I'm just disovering cobordism theory and piecing together the subject from various resources, and the concept of explicitly constructing cobordisms between 3-manifolds is confusing me. Here's my situation:
Background: Define a cobordism between two compact 3-manifolds $M_0, M_1$ as a 4-manifold $W$ whose boundary consists of the disjoint union of the $M_i$, i.e. $\partial W = M_0 \sqcup M_1$. A standard way to construct cobordisms is as the "trace" of a surgery:
Theorem 1: If $M'$ is obtainable from $M$ through surgery, then $M$ and $M'$ are cobordant
I've seen the proof of this as Theorem 3.12 in Milnor's "Lectures on the h-cobordism theorem". It seems like more recent literature (I can't remember where) simplifies Milnor's proof by considering the manifold $W = M \times [0,1]$ and performing surgery on the boundary $M \times \{1\}$. Then $W$ will be the desired cobordism, after some smoothing process is undertaken.
As well as this, I am aware that cobordism theory was initally developed as an algebraic theory, and I've seen the following result (It should be noted here that I am merely parrotting a result that I don't understand):
Theorem 2: For manifolds $M, M'$ of the same dimension, they are cobordant iff their Steifel-Whitney numbers agree
A corollary of this is that since the S-W numbers of any closed 3-manifolds are all zero, any pair of closed 3-manifolds are cobordant.

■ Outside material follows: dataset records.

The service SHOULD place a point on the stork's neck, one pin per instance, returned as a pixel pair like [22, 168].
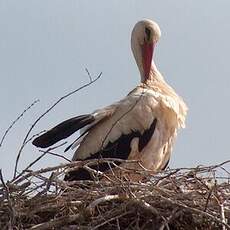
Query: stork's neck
[154, 75]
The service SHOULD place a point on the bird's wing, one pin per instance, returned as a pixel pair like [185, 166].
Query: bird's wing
[111, 137]
[70, 126]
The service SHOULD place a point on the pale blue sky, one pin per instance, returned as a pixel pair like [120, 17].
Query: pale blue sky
[45, 46]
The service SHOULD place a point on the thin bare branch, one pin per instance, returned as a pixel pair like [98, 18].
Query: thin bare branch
[46, 112]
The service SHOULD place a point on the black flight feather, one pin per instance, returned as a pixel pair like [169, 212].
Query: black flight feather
[118, 149]
[63, 130]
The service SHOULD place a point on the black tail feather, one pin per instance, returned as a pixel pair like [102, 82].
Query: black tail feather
[63, 130]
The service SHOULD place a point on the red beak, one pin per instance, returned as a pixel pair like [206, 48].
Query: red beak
[147, 55]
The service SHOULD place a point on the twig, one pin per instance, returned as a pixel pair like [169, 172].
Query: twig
[36, 160]
[10, 204]
[46, 112]
[222, 215]
[16, 120]
[55, 154]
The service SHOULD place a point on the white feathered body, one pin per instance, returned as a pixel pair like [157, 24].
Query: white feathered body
[154, 99]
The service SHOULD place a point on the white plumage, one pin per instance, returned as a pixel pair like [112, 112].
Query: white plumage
[144, 123]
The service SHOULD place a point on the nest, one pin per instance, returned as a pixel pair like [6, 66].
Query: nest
[185, 198]
[195, 198]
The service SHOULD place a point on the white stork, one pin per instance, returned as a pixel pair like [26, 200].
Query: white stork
[141, 126]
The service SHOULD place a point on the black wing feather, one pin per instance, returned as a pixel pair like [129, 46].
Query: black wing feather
[63, 130]
[118, 149]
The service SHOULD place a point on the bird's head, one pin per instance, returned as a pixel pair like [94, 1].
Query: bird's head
[145, 35]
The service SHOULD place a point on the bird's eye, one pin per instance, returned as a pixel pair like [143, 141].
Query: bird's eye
[148, 33]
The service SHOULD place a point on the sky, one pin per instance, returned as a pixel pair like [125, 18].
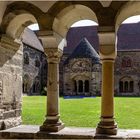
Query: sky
[133, 19]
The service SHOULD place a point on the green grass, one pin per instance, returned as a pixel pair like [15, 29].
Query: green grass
[82, 112]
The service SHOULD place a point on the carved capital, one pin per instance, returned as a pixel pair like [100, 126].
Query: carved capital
[53, 55]
[9, 42]
[108, 48]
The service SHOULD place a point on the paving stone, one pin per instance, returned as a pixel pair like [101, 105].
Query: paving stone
[32, 132]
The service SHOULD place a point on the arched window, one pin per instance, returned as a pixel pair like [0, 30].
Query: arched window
[126, 62]
[86, 86]
[37, 62]
[121, 86]
[75, 86]
[26, 58]
[126, 84]
[131, 86]
[80, 86]
[36, 85]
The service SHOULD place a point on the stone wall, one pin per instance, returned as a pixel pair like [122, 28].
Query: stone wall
[82, 69]
[10, 82]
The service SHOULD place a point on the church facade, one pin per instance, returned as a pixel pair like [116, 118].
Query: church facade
[80, 66]
[127, 64]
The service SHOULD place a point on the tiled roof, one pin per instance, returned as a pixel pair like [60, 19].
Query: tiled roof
[128, 37]
[30, 38]
[84, 50]
[75, 34]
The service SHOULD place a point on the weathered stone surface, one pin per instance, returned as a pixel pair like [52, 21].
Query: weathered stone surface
[12, 122]
[10, 83]
[32, 132]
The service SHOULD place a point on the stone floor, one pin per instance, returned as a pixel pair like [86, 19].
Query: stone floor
[32, 132]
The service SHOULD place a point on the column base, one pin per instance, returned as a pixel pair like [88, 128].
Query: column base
[107, 126]
[52, 125]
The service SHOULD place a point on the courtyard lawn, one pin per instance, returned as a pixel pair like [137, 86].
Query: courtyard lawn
[82, 112]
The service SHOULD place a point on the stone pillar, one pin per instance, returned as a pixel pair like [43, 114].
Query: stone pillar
[77, 87]
[53, 51]
[11, 53]
[84, 87]
[108, 53]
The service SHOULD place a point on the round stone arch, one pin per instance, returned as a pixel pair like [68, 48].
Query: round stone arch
[18, 24]
[131, 8]
[17, 16]
[69, 15]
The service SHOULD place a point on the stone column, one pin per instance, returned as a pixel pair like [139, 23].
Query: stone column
[52, 122]
[77, 81]
[108, 53]
[84, 87]
[53, 51]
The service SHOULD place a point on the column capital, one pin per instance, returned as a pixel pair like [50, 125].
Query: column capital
[108, 48]
[53, 54]
[8, 42]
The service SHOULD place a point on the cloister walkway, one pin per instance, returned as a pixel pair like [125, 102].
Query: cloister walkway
[32, 132]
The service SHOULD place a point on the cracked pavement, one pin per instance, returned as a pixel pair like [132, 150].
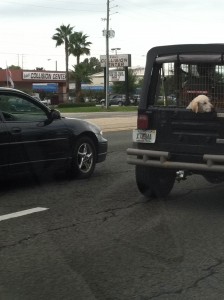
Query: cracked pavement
[101, 240]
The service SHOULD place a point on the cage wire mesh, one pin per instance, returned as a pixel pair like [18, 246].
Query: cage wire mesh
[179, 84]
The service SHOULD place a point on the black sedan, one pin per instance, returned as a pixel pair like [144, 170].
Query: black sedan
[34, 138]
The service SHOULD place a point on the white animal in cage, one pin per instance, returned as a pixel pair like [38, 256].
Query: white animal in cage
[200, 104]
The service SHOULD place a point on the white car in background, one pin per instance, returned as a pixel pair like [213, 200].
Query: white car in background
[45, 101]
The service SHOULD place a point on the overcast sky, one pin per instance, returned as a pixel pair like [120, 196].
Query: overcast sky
[27, 27]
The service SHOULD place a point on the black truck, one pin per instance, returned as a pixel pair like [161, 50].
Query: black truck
[172, 142]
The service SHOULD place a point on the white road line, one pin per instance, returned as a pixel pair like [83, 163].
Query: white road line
[22, 213]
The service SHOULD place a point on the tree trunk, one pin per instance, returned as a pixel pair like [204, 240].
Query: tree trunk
[67, 73]
[78, 91]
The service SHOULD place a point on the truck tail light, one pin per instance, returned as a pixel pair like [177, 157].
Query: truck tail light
[143, 122]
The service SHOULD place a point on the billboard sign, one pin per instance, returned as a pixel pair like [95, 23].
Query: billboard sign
[116, 61]
[117, 76]
[35, 75]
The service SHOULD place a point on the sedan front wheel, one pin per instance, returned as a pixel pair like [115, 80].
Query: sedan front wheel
[84, 158]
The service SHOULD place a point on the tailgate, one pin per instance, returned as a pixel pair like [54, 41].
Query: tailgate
[182, 131]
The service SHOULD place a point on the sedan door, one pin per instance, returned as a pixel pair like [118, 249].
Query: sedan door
[36, 141]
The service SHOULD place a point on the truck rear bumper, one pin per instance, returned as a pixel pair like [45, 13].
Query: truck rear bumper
[212, 163]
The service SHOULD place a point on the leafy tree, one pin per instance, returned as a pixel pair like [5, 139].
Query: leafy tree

My Confusion: Take a 3-manifold $M$ and it's disjoint union $M \sqcup M$. We know from Thm 2 above that $M$ and $M \sqcup M$ must be cobordant. If I try the approach outlined in Thm 1, I can only do this by constructing the cobordism between $M \sqcup M$ and the connected sum $M \# M$ (details found here), and then requiring that $M \cong M \# M$. The problem is that this requirement is only true in the case when $M$ is the sphere $S^3$, as can be found here.
My Question: What is going on here? Is there another way to construct cobordisms between 3-manifolds, or can we only explicitly construct manifolds between copies of 3-spheres?